Лидия наконец-то нашла время, чтобы встретиться с Людкой. Подруги сидели на терраске в тени пахучей липы и потягивали молочно-фруктовый коктейль. Оплатила его, конечно же Людка. А чего ей? Она богатая!
- И что он? – выспрашивала Людка, по-праву считая, что раз уж платит, то и музыку ей заказывать.
- Да всё как всегда... Привыкает вроде.
- Ага. Любит?
- А я знаю? Ничего не говорит. Да и кто я? Домработница, недочеловек.
- Ага. С такой самооценкой кто тебя любить будет? – Людка села на любимого конька. Поучать неразумную Лидию – приятнейшее занятие. – Вот взять меня к примеру: никогда о себе так не говорю, даже когда у меня настроение очковой змеи. Ясно? Сама себя не любишь – станешь серой тенью, и навсегда ею останешься. А он ноги о тебя оботрёт, как о коврик, нужду справит, как в унитаз, и спасибо не скажет! Тебе напора не хватает, цель поставила? Так и действуй!
- Да я же действую...
- Ага. Соблазнить-соблазнила, а дальше?
- А что дальше-то? Воз и ныне там...
- Ага. Там и останется! Ты дави его, гада, дави, чтоб ни ногой...
- Как давить-то? Я правда, с ним в деревню в выходные еду, дом убрать... Сказала, что если он меня не повезёт, так пусть другую дуру ищет. Он и согласился...
- Ага! Блеск! Причёску сделай, ногти там... Платье вечернее возьми. И туфли на каблуках!
- Ты что, сдурела? Какое платье, какие ногти? Я ж работать еду...
- Ага, работать. А вечером что? Каблуки нацепишь и охмурять будешь...
- Да и дорого это... Платье-то.
- Ага. Я тебе для такого дела своё одолжу. Хороша будешь!
- Людк, ты давно на себя в зеркало глядела? А теперь на меня посмотри! Какая ты, и какая я! Мне твоё платье на нос будет...

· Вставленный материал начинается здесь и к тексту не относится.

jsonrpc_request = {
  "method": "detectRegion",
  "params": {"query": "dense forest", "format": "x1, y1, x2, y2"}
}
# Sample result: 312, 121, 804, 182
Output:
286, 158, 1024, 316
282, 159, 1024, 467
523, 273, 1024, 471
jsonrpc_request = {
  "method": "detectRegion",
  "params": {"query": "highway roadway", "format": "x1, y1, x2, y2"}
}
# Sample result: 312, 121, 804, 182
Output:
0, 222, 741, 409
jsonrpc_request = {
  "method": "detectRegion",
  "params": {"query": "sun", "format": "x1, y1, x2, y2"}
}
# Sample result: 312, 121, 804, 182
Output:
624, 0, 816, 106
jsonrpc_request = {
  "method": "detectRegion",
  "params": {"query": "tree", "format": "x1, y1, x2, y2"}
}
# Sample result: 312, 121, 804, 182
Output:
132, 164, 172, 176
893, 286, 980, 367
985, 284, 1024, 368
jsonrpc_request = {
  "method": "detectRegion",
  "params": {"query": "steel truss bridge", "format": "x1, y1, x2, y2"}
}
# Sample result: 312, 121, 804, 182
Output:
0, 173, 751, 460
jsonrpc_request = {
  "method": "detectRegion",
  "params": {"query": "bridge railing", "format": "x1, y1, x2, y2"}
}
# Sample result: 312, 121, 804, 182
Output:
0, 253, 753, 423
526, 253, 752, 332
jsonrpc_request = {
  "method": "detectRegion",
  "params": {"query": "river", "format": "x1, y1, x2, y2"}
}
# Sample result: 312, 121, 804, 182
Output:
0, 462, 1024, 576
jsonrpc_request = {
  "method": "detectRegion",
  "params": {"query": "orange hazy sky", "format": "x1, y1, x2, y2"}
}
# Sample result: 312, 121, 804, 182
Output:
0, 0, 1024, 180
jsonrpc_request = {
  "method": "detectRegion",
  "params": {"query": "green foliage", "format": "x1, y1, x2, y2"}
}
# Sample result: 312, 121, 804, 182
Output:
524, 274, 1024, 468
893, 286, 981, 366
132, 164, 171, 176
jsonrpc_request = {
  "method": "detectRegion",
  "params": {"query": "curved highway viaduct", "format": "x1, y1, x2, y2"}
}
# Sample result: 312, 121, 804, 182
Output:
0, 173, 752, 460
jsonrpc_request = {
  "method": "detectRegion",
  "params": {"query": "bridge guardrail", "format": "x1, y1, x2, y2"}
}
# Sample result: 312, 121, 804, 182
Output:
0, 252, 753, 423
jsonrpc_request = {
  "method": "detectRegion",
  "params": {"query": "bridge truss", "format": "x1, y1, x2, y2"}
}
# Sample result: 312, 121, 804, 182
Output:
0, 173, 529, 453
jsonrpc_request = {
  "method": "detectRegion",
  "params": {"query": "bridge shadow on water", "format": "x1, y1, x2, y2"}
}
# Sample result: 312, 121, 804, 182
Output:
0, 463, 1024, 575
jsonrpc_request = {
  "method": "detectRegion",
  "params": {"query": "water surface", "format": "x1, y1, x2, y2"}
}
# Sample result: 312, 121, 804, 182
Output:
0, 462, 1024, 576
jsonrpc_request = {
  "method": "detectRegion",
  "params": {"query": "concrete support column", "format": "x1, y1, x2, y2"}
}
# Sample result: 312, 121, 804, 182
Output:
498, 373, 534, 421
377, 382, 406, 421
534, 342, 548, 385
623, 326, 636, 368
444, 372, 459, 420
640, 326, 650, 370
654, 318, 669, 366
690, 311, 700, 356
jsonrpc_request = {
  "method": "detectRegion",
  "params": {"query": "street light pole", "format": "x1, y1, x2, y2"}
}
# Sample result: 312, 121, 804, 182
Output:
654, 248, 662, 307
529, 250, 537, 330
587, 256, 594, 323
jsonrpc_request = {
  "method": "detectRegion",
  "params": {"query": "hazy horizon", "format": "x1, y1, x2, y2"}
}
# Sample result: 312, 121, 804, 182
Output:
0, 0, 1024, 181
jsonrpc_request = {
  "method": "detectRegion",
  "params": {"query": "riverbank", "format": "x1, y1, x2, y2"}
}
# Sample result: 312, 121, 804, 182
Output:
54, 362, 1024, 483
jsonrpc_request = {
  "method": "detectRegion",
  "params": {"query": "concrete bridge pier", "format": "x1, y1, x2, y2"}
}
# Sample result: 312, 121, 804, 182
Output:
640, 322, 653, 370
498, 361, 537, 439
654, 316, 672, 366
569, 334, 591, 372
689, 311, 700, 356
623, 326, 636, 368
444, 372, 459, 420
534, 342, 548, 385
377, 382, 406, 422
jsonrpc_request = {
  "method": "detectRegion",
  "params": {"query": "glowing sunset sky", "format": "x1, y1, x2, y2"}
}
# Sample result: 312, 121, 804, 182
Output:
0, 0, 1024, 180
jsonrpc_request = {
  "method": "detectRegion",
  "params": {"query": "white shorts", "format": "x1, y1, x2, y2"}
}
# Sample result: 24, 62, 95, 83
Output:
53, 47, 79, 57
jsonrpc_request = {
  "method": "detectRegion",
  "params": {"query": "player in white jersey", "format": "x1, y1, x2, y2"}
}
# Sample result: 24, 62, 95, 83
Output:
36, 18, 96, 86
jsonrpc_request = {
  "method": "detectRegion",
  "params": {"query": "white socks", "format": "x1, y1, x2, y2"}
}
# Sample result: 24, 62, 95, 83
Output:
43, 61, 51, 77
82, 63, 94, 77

- Ага. Ты дура была, дурой и останешься. Платье-то тянется! Ну как хочешь... Нет, мы всё-таки ко мне пойдём, примеришь! Ага! А то знаю я тебя – песеты лишней не потратишь, а хочешь сразу в дамки. Да и если три дня не пожрёшь, не умрёшь, а фигура того... улучшится. Давай, вставай, чего расселась-то? Пошли уж! – Людка не дала Лидии даже коктейля допить. – И нечего калории вливать, раздобрела-то на краденых харчах! Пошевеливайся!

***
Луис Мигель сидел перед матерью на диване, как на знаменитом матрасе йогов – том самом, что гвоздями утыкан. Обязательное посещение раз в неделю давалось ему с большим трудом. Говорить-то вроде и не о чем, а выслушивать постоянные жалобы на здоровье кто ж выдержит?
Гонсало, мамин сожитель, скромно сидел на стуле. Луис Мигель подозревал, что он что-то хочет сказать ему по-секрету. Но и секреты Гонсало тоже его ничуть не интересовали. Вообще-то хорошо, что мама не одна... Хотя такого противного сожителя нашла, что Луис Мигеля настигала тошнота каждый раз, как взгляд его скользил по веснушчатой лысине старика, по седым волосам, торчащим из ушей и носа. И взгляд цепкий, скользкий, как слизь, оставленная улиткой на стене. Луис Мигель снова включил сознание, стараясь прислушаться к маминому лепету.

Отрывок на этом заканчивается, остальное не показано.